Russian leaders have accused NATO of breaking promises against eastward expansion following the collapse of the Soviet Union in 1991. The bloc has continued to grow, adding four Balkan members between 2009 and 2020 while pledging to eventually add Ukraine and another ex-Soviet republic, Georgia.
President Vladimir Putin has claimed that NATO's expansion onto Moscow's doorstep has created an "unacceptable threat" to Russia's national security.
Clinton claimed that he tried to get Putin on board with NATO's security strategies. "When I did what I did, I offered Russia not only a special partnership with NATO, but the prospect of eventual membership in NATO, arguing that our biggest security problems in the future were going to come from non-state actors or from authoritarian states selling chemical, biological and nuclear capacity to terrorist groups."
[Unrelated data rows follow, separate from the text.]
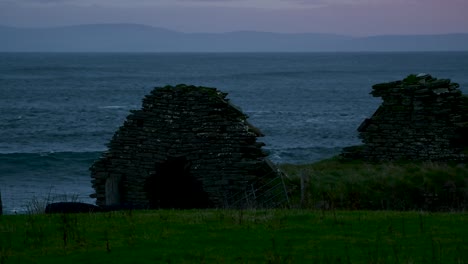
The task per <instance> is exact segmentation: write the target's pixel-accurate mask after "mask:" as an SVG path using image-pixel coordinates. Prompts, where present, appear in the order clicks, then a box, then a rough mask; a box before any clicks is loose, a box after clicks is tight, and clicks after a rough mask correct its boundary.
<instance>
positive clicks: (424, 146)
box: [342, 74, 468, 162]
mask: <svg viewBox="0 0 468 264" xmlns="http://www.w3.org/2000/svg"><path fill="white" fill-rule="evenodd" d="M458 87H459V85H458V84H457V83H453V82H451V81H450V80H449V79H436V78H433V77H432V76H430V75H428V74H418V75H409V76H408V77H407V78H405V79H404V80H401V81H394V82H389V83H380V84H376V85H374V86H373V87H372V92H371V94H372V95H373V96H374V97H381V98H382V99H383V103H382V104H381V106H380V107H379V108H378V109H377V111H376V112H375V113H374V115H373V116H372V117H371V118H369V119H366V120H365V121H364V122H363V123H362V124H361V125H360V127H359V128H358V131H359V136H360V138H361V139H362V140H363V143H364V145H363V146H360V147H359V148H347V149H345V150H344V152H343V154H342V155H343V156H344V157H351V158H353V157H354V158H356V157H357V158H363V159H366V160H373V161H381V160H432V161H462V162H464V161H467V156H468V155H467V153H466V150H467V149H468V148H467V147H468V97H466V96H463V95H462V93H461V91H460V90H459V89H458Z"/></svg>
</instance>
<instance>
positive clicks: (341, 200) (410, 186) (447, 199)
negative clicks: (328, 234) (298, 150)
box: [281, 158, 468, 211]
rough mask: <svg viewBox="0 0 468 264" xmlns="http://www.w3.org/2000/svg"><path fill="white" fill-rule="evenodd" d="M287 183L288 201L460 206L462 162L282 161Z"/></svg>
mask: <svg viewBox="0 0 468 264" xmlns="http://www.w3.org/2000/svg"><path fill="white" fill-rule="evenodd" d="M281 169H282V170H283V171H285V172H286V174H287V175H288V176H289V179H290V185H291V188H292V197H293V206H295V205H298V204H300V203H301V202H300V196H301V195H300V193H301V191H300V190H301V184H300V178H301V177H302V178H303V182H305V183H304V184H303V185H302V186H303V189H304V191H303V193H304V194H303V201H302V207H303V208H316V207H317V206H319V205H320V206H321V205H323V204H324V203H325V204H327V206H328V207H332V206H333V207H336V208H342V209H351V210H353V209H366V210H368V209H372V210H421V209H422V210H445V211H447V210H465V209H466V207H467V205H468V166H467V164H446V163H433V162H382V163H367V162H364V161H346V162H344V161H340V160H339V159H336V158H334V159H328V160H323V161H320V162H317V163H313V164H304V165H288V164H285V165H282V166H281Z"/></svg>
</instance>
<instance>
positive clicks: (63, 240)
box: [0, 210, 468, 263]
mask: <svg viewBox="0 0 468 264" xmlns="http://www.w3.org/2000/svg"><path fill="white" fill-rule="evenodd" d="M467 225H468V217H467V215H466V214H465V213H437V214H427V213H418V212H390V211H385V212H382V211H381V212H369V211H354V212H349V211H348V212H345V211H306V210H268V211H260V210H257V211H224V210H192V211H168V210H163V211H134V212H113V213H102V214H79V215H8V216H2V217H1V218H0V235H1V236H0V263H112V262H114V263H466V262H467V261H468V253H467V252H468V243H467V238H468V229H467V228H466V226H467Z"/></svg>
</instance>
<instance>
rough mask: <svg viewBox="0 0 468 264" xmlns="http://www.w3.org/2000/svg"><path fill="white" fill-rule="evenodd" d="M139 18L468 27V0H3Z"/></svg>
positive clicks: (26, 16) (48, 8) (63, 23)
mask: <svg viewBox="0 0 468 264" xmlns="http://www.w3.org/2000/svg"><path fill="white" fill-rule="evenodd" d="M95 23H135V24H146V25H150V26H155V27H164V28H167V29H171V30H176V31H182V32H229V31H239V30H253V31H269V32H285V33H295V32H314V33H335V34H344V35H353V36H368V35H382V34H438V33H461V32H468V0H0V25H6V26H17V27H48V26H66V25H77V24H95Z"/></svg>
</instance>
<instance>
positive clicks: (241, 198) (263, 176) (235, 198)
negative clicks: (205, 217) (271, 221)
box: [225, 170, 289, 209]
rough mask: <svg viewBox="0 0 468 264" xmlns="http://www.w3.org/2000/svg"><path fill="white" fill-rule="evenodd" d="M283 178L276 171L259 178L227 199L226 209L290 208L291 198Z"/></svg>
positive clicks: (264, 175)
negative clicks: (238, 191) (241, 190)
mask: <svg viewBox="0 0 468 264" xmlns="http://www.w3.org/2000/svg"><path fill="white" fill-rule="evenodd" d="M272 174H274V176H273V177H272ZM283 177H284V175H283V174H282V173H281V172H279V171H278V170H276V171H272V172H270V173H268V174H265V175H263V176H262V177H259V178H257V180H256V181H254V182H251V183H249V184H247V185H246V187H245V188H244V189H243V190H242V191H240V192H238V193H235V194H234V195H231V196H229V197H227V198H226V199H225V207H226V208H231V209H253V208H279V207H288V206H289V197H288V192H287V189H286V185H285V183H284V179H283Z"/></svg>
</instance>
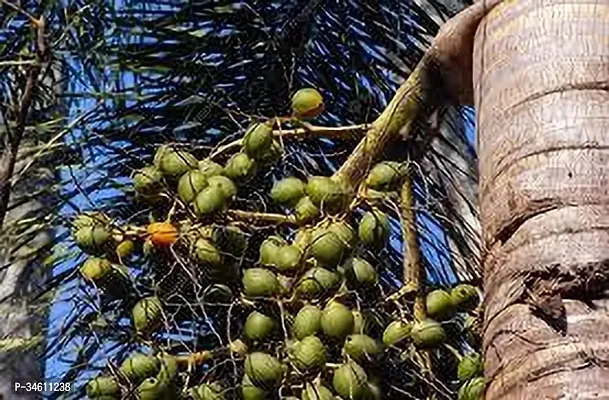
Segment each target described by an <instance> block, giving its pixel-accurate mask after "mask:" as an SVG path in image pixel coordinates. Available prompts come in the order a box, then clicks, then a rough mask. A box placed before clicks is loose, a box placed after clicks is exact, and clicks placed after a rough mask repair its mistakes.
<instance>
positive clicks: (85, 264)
mask: <svg viewBox="0 0 609 400" xmlns="http://www.w3.org/2000/svg"><path fill="white" fill-rule="evenodd" d="M79 272H80V274H81V275H82V276H83V278H85V279H87V280H90V281H93V282H95V283H99V282H101V281H103V280H104V279H105V278H108V277H109V276H110V275H111V274H112V272H113V268H112V263H110V261H108V260H106V259H105V258H98V257H89V258H87V260H86V261H85V262H84V263H83V264H82V266H81V267H80V269H79Z"/></svg>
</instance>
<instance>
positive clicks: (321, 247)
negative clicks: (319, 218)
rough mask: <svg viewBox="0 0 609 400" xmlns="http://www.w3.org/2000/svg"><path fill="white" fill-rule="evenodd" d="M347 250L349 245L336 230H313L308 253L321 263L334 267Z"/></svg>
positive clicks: (312, 256)
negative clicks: (333, 231) (342, 238)
mask: <svg viewBox="0 0 609 400" xmlns="http://www.w3.org/2000/svg"><path fill="white" fill-rule="evenodd" d="M347 250H348V248H347V245H346V244H345V243H344V241H343V240H341V238H340V237H339V236H338V235H337V234H336V233H335V232H333V231H331V230H329V229H323V228H322V229H318V230H316V231H314V232H313V238H312V242H311V244H310V245H309V251H308V254H309V255H310V256H311V257H313V258H314V259H315V260H316V261H317V262H318V263H319V264H321V265H323V266H327V267H330V268H334V267H336V266H337V265H338V264H339V263H340V261H341V260H342V258H343V255H344V254H345V253H346V252H347Z"/></svg>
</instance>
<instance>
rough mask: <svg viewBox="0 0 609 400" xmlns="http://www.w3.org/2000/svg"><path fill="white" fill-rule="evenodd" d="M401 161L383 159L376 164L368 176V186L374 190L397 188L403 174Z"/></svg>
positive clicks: (381, 189) (370, 171) (369, 172)
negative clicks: (401, 169)
mask: <svg viewBox="0 0 609 400" xmlns="http://www.w3.org/2000/svg"><path fill="white" fill-rule="evenodd" d="M401 169H402V167H401V165H400V163H397V162H393V161H383V162H380V163H378V164H376V165H375V166H374V167H372V169H371V170H370V172H369V173H368V177H367V178H366V186H368V187H369V188H370V189H373V190H380V191H387V190H393V189H395V186H396V184H397V183H398V182H399V180H400V175H401Z"/></svg>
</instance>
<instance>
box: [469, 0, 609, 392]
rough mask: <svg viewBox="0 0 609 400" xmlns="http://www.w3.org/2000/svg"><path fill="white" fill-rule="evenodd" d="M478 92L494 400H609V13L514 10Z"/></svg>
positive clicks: (597, 4) (555, 7) (493, 22)
mask: <svg viewBox="0 0 609 400" xmlns="http://www.w3.org/2000/svg"><path fill="white" fill-rule="evenodd" d="M473 78H474V89H475V104H476V108H477V111H478V117H477V118H478V121H477V122H478V124H477V126H478V141H479V143H478V145H479V155H480V174H481V188H480V201H481V214H482V217H481V218H482V230H483V235H484V243H485V251H486V255H485V257H484V269H485V292H486V293H487V299H486V307H485V314H486V315H485V320H486V322H485V334H484V351H485V355H486V365H485V374H486V376H487V378H489V379H490V380H491V383H490V386H489V388H488V390H487V395H486V397H487V399H559V398H564V399H574V398H577V399H588V398H590V399H591V398H594V399H598V398H609V312H608V305H609V304H608V301H607V299H608V296H607V294H606V288H607V282H608V280H609V147H608V146H609V133H608V132H609V118H608V117H609V92H608V91H607V89H608V86H609V82H608V80H609V2H607V1H606V0H548V1H542V0H521V1H507V0H506V1H504V2H503V3H502V4H501V5H500V6H498V7H497V8H496V9H494V10H493V11H491V12H490V13H489V14H488V15H487V16H486V17H485V19H484V20H483V22H482V24H481V25H480V26H479V28H478V31H477V33H476V38H475V49H474V74H473Z"/></svg>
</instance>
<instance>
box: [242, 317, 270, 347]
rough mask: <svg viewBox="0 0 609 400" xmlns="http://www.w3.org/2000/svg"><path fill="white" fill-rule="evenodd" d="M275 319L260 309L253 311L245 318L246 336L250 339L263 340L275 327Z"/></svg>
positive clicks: (245, 333)
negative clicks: (246, 317)
mask: <svg viewBox="0 0 609 400" xmlns="http://www.w3.org/2000/svg"><path fill="white" fill-rule="evenodd" d="M275 325H276V324H275V320H274V319H273V318H271V317H268V316H266V315H264V314H262V313H259V312H258V311H252V312H251V313H250V315H248V317H247V319H246V320H245V327H244V333H245V337H247V338H248V339H250V340H262V339H264V338H265V337H266V336H268V335H269V334H270V333H271V332H273V330H274V329H275Z"/></svg>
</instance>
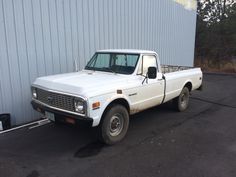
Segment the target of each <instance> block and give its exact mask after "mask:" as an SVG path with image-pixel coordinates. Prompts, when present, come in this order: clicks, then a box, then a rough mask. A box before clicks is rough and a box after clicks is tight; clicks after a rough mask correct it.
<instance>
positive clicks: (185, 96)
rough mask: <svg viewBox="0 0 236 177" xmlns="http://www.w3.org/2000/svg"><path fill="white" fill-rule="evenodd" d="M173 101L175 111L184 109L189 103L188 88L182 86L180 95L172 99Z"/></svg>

The former US president pointed to past comments by Putin lamenting the collapse of the Soviet Union and Nikita Khrushchev's 1954 decision to give Crimea to Ukraine. In light of those views, he said, "I don't see how we could be surprised" by the current crisis. Putin said last December that the Soviet breakup was a humanitarian tragedy for most of the Russian people. However, Moscow has denied any desire to recreate the Soviet bloc, calling it "impossible."
Clinton's own secretary of defense between 1994 and 1997, William Perry, who served asbelieves that the US shares the blame for antagonizing Russia by ignoring its intrinsic security interests and post-USSR suffering, and needs to acknowledge this before ties with Moscow can be mended.
"The combination of the West failing to act during Russia's financial crisis, and ignoring their strongly-held views on NATO expansion, reinforced a prevailing Russian belief that we didn't take them seriously," Perry wrote in an opinion piece published earlier this month. "Indeed, many in the West saw Russia only as the loser of the Cold War, not worthy of our respect."
Nevertheless, Clinton said, "I am more convinced today than I was then that we did the right thing."